EFL 2016-17: Holloway, Ince & Evans among five things you may have missed
The English Football League was back in full swing after the international break and there were plenty of new managers returning to the beautiful game after their own breaks.
But aside from Ian Holloway's homecoming at QPR and the sight of ex-Leeds United manager Steve Evans making structural changes at his new club, there was also the player maintaining a strong family tradition from the penalty spot.
Here are five things you may have missed from Saturday's action.
When a penalty miss is not a penalty miss, but you make sure a bit later...
On the face of it, Tom Ince had a cracking afternoon as in-form Derby County treated their fans to a third successive win and a fourth victory in six games under returning head coach Steve McClaren.

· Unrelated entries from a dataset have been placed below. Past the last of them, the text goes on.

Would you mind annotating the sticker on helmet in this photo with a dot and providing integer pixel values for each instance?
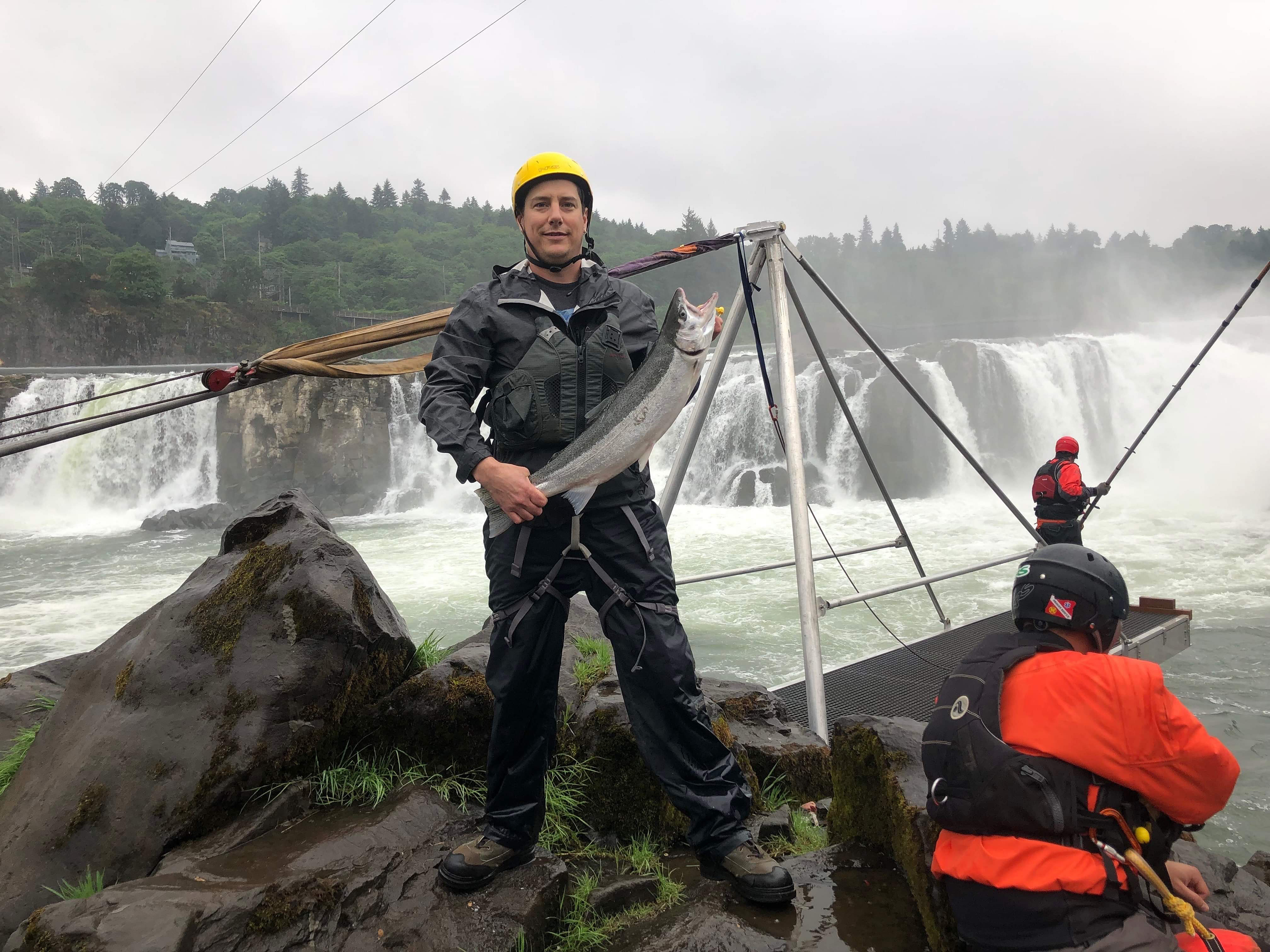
(1061, 607)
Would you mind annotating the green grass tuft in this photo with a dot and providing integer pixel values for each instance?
(14, 756)
(364, 779)
(807, 837)
(776, 791)
(12, 760)
(89, 885)
(595, 664)
(643, 855)
(430, 652)
(566, 786)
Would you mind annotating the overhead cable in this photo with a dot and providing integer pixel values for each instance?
(281, 101)
(432, 65)
(111, 177)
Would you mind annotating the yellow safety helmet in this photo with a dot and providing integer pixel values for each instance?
(549, 166)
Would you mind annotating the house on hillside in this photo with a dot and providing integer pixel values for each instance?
(178, 251)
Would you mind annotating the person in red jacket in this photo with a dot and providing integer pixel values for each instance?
(1033, 738)
(1061, 494)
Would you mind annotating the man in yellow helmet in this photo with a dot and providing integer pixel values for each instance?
(550, 339)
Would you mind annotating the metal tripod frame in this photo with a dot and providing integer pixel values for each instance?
(769, 251)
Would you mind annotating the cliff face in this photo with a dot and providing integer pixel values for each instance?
(327, 437)
(102, 333)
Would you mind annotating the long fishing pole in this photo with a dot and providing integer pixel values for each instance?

Former England Under-21 winger Ince has been key to that run, scoring two goals in the win over Wolves last time out and looking like a completely different player to the one who failed to score in 11 games under former boss Nigel Pearson.
But two goals and a man-of the match display against an outclassed Rotherham side do not tell the full story.
The son of ex-England, Liverpool and Manchester United midfielder Paul managed to miss two penalties, albeit he scored on the rebound after his first spot-kick was saved.
Ince junior is only keeping things in the family though, so will probably not get too much ribbing about his penalty-taking prowess from his old man - Paul having missed a shootout spot-kick in England's 1998 World Cup loss to Argentina.
Bring on the barracking
Steve Evans has been a controversial and often divisive figure during his management career.
But you cannot fault his promotion record - and you certainly cannot accuse of him being shy and unwilling to take flak. In fact, he seems to enjoy it.
Evans, who has won nine promotions during his time as a boss, started life in charge of Mansfield Town with a mightily impressive 3-1 victory over his former club Crawley Town.
His first big decision, a couple of days after being appointed, was to relocate the dugouts so the managers at the One-Call Stadium were bang in the thick of things.
Being away from the endless expertise dished out by fans was far from ideal, and Evans did not like the lack of atmosphere on previous visits - so he changed it.
And he might not need to worry about getting abuse if he carries on winning.
Ollie returns to chance it in the Champo
But the second tier of English football is a notoriously fickle place to be. The Championship has already seen seven managers get the chop this season and we are yet to reach December.
Holloway is back at the club he left in 2006, and with the charm offensive in full swing, you can only make yourself even more popular if you win your first match.
New Wolves boss Paul Lambert is also no stranger to the Championship and he was back in the dugout to oversee the 0-0 draw against Preston at Deepdale.
The Scot has always been far more conservative than Holloway when it comes to shouting the odds and maybe a more gentle introduction and a respectable 0-0 draw was a fittingly understated way to start his reign.
It was Ollie's day.
It's a long way home, I'm leaving early
A journey of around 700 miles to watch your beloved team in action means it is vital to make the most of every second to get value for money on the considerable time invested.
The 150 Exeter City fans who made the long trip to Carlisle United's Brunton Park would have been even more eager to savour what looked like being a fine 2-1 victory - just their sixth in League Two this season - as the game entered the 89th minute.
As it turned out, leaving early would have been for the best and saved a whole heap of pain because it all went very wrong after that.
Those on their way would have missed Carlisle's 89th-minute equaliser - a Shaun Miller header.
But it got worse - much worse - because in the seventh minute of added time, Charlie Wyke crashed home a winner for the Cumbrians.
To add insult to injury time, the Grecians dropped to the bottom of League Two following Newport County's victory at Notts County.
If you left at 2-1 up, ignorance is bliss.
History repeating for Bury
The only certainties in life are death and taxes. And now, it seems if you are a Bury fan, is losing to AFC Wimbledon.
A 5-0 FA Cup first-round replay defeat by Wimbledon on Tuesday, their third meeting and second loss to the Londoners in a month, cost David Flitcroft his job as manager.
Four days later, with Ryan Kidd and Chris Brass in temporary charge, they were at least one goal better off in a League One contest as they lost 5-1 on their return to Kingsmeadow.
That is very much the 'Groundhog Day' scenario you would be keen to avoid.
So, to take a tally of how things stand for the newest and probably most unlikely north v south rivalry, it is 14-4 after 376 minutes football spread over 33 days. Oh, and of course Bury are one manager worse off.
As for Bury's increasingly atrocious run of form, defeat was their 10th in 12 games in all competitions - a run that followed six straight wins.
Not surprisingly, Brass admits it has been a "very tough" week.
"It won't be a quick fix," he told BBC Radio Manchester. "The answers will come from the players, they are the ones that cross the white line and there was a little honesty after the match - that is what was needed.
"Sometimes it is not just me, not just the manager, not just voices - the actual voice, fight and desire has to come from within. As a player you need it."